How can you determine what is/is not noise vis a vis valid data other than by counting characters? Or is it even possible to tell?
It would be simple enough to simply truncate the strings to a given length, but will you wind up with anything at all useful if you do so?
fid=fopen('1066desk.txt','r');
msg=fread(fid,'*char').';
fid=fclose(fid);
txt=strsplit(msg,'AA02');
l=cellfun(@length,txt);
txt=txt(l>0);
l=cellfun(@length,txt);
returns the "messages" identified by strings after each header value. Unfortunately,
>> [min(l) max(l)]
ans =
112 661290
>>
doesn't indicate there is a single instance of only 96 characters.
u=unique(l); % how many different lengths are there?
n=histc(l,u); % count how many of each
>> [u n] % and look at the statistics
ans =
112 201
268 1
324 13
304118 1
661290 1
>>
From the above a sizable majority are the 112, a few of moderate difference and then a couple instances where it looks like something really interfered for quite a while.
>> l(1:10)
ans =
268
112
112
112
112
112
112
112
112
112
>> txt(1:10)
ans =
10×1 cell array
{'287E13673A34004B7958234DFEB8FFAE080800090011FFFF00030107F7990006FFFAFFFFFEA9FFBC07D20005FFFF00060000011AF78AFFE2FFFF00073F603BD03A40393043C18000C0D0000042E80000C371800043814000C440200043008000C184000043160000C0D0000043308000C24800000000000000000000000000002B44A02100C1'}
{'2934137EAA310006E7FD0004EFF20005030DFFFEBB990000001E0000003F0000002000000021004B795842F90000C0200000431200000DD4' }
{'2A34138292330006E7FD0004EFF20005030DFFFEBB990000001E0000003F0000002000000021004B795842F90000C0200000431200000DC3' }
{'2B3413867A350006E7FD0004EFF20005030DFFFEBB990000001E0000003F0000002000000021004B795843018000C18C0000430B00000DA1' }
{'2C34138A62350006E7FD0004EFF20005030DFFFEBB990000001E0000003F0000002000000021004B795843018000C18C0000430B00000D8E' }
{'2D34138E4A310006E7FD0004EFF20005030DFFFEBB990000001E0000003F0000002000000021004B795842FB00003FC00000430F00000DA6' }
{'2E34139232320006E7FD0004EFF20005030DFFFEBB990000001E0000003F0000002000000021004B795842FB00003FC00000430F00000D94' }
{'2F3413961A330006E7FD0004EFF20005030DFFFEBB990000001E0000003F0000002000000021004B795842F9000040F0000042E600000E87' }
{'3034139A02350006E7FD0004EFF20005030DFFFEBB990000001E0000003F0000002000000021004B795842F9000040F0000042E600000E76' }
{'3134139DEA350006E7FD0004EFF20005030DFFFEBB990000001E0000003F0000002000000021004B795842F10000C1080000430700000E15' }
>>
There appears to be a repetitive pattern in those of same length; possibly some pattern recognition type logic could be written to find and resynch the data stream from those?
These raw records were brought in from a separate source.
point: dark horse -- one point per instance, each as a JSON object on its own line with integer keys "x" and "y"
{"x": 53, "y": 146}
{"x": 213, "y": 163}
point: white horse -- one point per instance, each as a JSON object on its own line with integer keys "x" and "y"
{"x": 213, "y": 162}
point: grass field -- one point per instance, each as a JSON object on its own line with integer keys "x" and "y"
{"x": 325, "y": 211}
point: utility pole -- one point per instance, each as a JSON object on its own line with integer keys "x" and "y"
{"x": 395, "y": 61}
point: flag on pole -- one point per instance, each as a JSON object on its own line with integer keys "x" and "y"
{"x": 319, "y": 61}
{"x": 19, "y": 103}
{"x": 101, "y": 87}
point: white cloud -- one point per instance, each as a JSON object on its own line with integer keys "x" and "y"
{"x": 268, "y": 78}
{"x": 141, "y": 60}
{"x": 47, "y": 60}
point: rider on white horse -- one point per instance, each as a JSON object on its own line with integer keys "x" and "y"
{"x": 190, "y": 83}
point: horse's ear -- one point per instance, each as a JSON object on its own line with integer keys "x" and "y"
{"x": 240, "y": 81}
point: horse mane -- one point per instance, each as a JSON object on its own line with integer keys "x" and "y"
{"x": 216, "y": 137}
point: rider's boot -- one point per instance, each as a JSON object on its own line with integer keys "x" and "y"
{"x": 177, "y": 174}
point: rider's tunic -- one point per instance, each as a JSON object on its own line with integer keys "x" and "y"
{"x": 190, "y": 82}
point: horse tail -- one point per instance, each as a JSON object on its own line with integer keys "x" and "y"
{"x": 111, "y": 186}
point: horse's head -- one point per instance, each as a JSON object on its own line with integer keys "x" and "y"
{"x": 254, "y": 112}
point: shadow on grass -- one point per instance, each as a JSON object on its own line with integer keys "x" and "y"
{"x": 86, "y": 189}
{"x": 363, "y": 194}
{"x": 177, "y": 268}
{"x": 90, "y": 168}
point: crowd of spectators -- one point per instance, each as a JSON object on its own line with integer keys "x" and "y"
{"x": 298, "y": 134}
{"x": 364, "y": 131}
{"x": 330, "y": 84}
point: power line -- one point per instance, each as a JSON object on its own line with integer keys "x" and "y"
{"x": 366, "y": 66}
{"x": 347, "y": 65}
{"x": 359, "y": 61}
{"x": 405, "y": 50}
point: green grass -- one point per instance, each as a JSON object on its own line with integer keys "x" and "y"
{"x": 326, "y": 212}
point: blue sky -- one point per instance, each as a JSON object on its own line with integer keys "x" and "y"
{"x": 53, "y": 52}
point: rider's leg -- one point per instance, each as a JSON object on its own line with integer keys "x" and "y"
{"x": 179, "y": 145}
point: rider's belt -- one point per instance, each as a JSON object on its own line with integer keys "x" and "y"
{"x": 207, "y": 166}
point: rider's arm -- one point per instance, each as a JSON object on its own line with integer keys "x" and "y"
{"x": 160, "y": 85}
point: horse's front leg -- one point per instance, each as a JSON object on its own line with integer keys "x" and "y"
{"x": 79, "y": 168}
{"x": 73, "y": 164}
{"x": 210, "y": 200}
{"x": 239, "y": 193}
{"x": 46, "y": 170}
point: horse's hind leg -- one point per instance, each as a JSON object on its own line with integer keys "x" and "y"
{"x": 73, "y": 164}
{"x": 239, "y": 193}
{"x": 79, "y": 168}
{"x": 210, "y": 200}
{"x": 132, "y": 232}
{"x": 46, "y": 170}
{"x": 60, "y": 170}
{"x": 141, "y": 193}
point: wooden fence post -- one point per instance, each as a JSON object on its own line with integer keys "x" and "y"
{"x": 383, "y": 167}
I had a similar problem almost 50 years ago now when were returning data from plant computer via punched paper tape...a mispunch or torn tape caused similar-looking issues in data streams. Had to go through and find recognizable and convertible floating point values and use those to skip the bum points until the next case.
I've not taken the time to try to match the above data stream having no further knowledge of what is/isn't expected.
ADDENDUM:
>> cumsum(u.*n)
ans =
22512
22780
26992
331110
992400
>> cumsum(u.*n)/sum(l)
ans =
0.0227
0.0230
0.0272
0.3336
1.0000
>>
NB: If you were to just truncate after 96 or 112 characters until the next header you would throw away 97% of the data in the file.
>> numel(msg)/112
ans =
8.8685e+03
>>
which indicates there are enough characters in the received string for almost 9,000 datasets but there are only 217 instances of the header being intact.
>> numel(strfind(msg,'AA02'))
ans =
217
>>
which matches up with the result of strsplit as it should.
You'll need more sophisticated parsing or a way to clean up the transmission channel to not lose almost all the data.